Dong fu, xi gui, nan pin, bei jian wealthy east, noble west, poor south, cheap north.
So goes a Beijing saying that indicates the basic features of the city's geography as they were commonly perceived many years ago.
Like most clichs, this one doesn't capture the full complexity of its subject today. But it describes in part the division of the capital along the axis that divides east and west.
Only a few years ago, east Beijing's Chaoyang District government chief Chen Gang was quoted by China Daily as saying: "Our goal is to be a Manhattan-style business centre with international financial services as the driving force."
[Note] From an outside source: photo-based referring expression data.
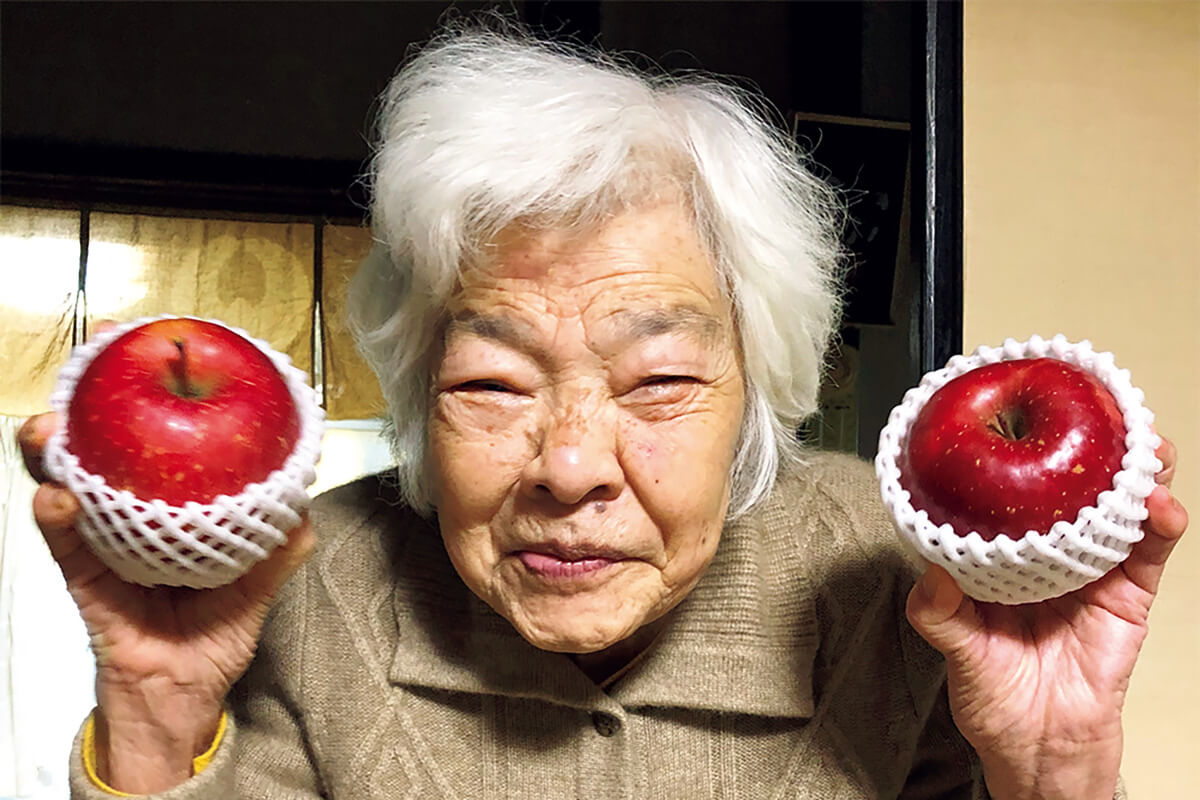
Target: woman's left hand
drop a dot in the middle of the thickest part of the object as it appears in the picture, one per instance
(1037, 690)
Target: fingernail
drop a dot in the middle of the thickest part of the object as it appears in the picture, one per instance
(929, 585)
(64, 503)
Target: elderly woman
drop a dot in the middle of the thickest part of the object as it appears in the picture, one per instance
(598, 311)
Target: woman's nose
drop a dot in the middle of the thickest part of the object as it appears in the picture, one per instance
(577, 458)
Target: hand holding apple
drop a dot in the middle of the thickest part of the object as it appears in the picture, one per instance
(1038, 689)
(166, 656)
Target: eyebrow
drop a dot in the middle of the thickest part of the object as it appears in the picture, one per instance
(630, 326)
(689, 320)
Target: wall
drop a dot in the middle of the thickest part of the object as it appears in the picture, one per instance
(1083, 216)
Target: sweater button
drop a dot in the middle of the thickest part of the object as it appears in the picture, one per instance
(606, 725)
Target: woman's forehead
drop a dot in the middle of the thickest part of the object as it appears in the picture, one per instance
(654, 244)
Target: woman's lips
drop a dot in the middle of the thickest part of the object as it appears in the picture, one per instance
(552, 566)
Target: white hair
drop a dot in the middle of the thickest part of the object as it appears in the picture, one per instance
(484, 128)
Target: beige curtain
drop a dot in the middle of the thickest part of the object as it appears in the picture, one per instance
(39, 276)
(252, 275)
(352, 391)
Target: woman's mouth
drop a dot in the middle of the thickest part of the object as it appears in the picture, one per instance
(552, 566)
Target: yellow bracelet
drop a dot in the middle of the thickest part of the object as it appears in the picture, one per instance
(199, 763)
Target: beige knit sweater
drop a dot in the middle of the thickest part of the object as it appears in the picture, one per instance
(790, 672)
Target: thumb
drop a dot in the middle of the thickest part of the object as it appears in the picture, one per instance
(940, 612)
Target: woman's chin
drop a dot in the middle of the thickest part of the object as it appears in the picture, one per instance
(574, 635)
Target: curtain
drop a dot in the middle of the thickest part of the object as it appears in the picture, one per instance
(39, 280)
(46, 666)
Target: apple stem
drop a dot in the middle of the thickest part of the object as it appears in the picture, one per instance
(1012, 428)
(179, 366)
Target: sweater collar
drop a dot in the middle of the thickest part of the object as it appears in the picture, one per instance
(743, 642)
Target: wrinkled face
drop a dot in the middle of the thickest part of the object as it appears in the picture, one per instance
(586, 413)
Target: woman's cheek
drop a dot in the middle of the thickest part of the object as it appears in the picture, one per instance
(479, 451)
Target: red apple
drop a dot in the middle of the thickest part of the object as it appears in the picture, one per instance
(181, 409)
(1013, 446)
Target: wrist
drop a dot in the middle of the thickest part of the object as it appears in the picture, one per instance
(147, 735)
(1048, 779)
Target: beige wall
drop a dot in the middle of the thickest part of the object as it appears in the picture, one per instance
(1081, 150)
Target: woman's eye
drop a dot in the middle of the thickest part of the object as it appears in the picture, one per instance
(485, 386)
(666, 383)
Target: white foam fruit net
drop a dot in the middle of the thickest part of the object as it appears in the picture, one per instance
(1039, 565)
(196, 545)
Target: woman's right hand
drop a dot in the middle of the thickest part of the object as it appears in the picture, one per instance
(166, 656)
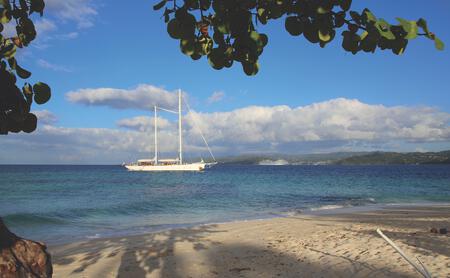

Home to all the foreign embassies and the majority of overseas businesses, east Beijing is where the bulk of the city's expatriates reside. A foreigner may be a rare beast in most areas of the capital, but in the east they are by no means a minority.
Service companies in the area cater to the foreign population, and through word-of-mouth, more foreigners settle there.
"It's a fairly natural development," said Rob Dean, a property manager in Beijing.
Like the myriad Chinatowns across the Western world, Chaoyang provides familiarity to a cultural minority.
"I think there's a comfort factor in living on the east side," said Dean. "That's where the work is."
Mark Binnersley, an editor from England, lived in Shijingshan District on the west side when he first arrived but found it difficult to adapt.
"It was my first time in Asia, and I did not know a word of Chinese, so the culture shock was massive," he said. "I really didn't know what I was getting myself into and went straight in at the deep end."
Before long, he relocated to the Guomao area on the east side to be nearer to other young expats.
"A mixture of homesickness and a longing to speak with fellow Europeans led to me flee (west Beijing) within two weeks of moving there."
Since 1949, foreign embassies have been located in Jianguomen and Sanlitun in east Beijing, after moving from Nanjing, earlier the nation's capital.
Although Sanlitun, which literally means "a village 3 li (1.5 kilometres) away from the town," was given the chance to develop after the founding of the People's Republic of China, it didn't change very much from the 1950s to the '80s.
Before the '80s, west Beijing was considered the centre of progress. Both the central and municipal governments built most of their offices there, and almost all the major universities had their campuses there.
The Moscow Restaurant, where the best Western food in the town was served, the Beijing Exhibition Centre, where ballets were performed and most of the "Ten Best Architectural Examples" built in the 1950s were all in west Beijing.
Wu Heyuan, a 37-year-old businessman, who came from Jiangsu said: "East Beijing developed fast only in the 1980s. Where there are bar streets and office towers (now), cabbages and potatoes used to be grown.
"The western part was believed to be where people with taste should live," Wu said.
But when foreign investment began to pour into Beijing in the 1980s after the country's opening-up, it was directed to the eastern side, where there was greater space for development.
Upper-scale facilities blossomed in east Beijing in the '80s, marking the beginning of the area's continuing economic boom.
Consequently, some locals now view west Beijing differently.
"Every time I travel to west Beijing, I get the impression that I am in a time machine travelling not to the future, but to the past," said Li Hongfeng, 31, of East China's Anhui Province, who set up an art gallery in Jianguomen area in the east.
However, in the eyes of some west Beijingers, the east has disadvantages. Jasmine Lu, a young teacher at the Beijing Foreign Studies University on the west side, remarked: "People in east Beijing are the kind of people who cannot enjoy the goodness of living beside the best universities.
"They are the kind of people who have been the major force in pushing forward China's modernization in the past two decades, but some don't have much depth, and a few can even be vulgar."
But native Beijinger Wang Yulin, 83, who fought in the War of Resistance Against Japanese Aggression (1937-45), pointed out that it is not only east Beijing that is modernizing. Zhongguancun in the northwest, the Olympic construction in the north-central area and Financial Street in the west's Xicheng District are booming, as well. To him, the economics of one region or another are becoming less relevant.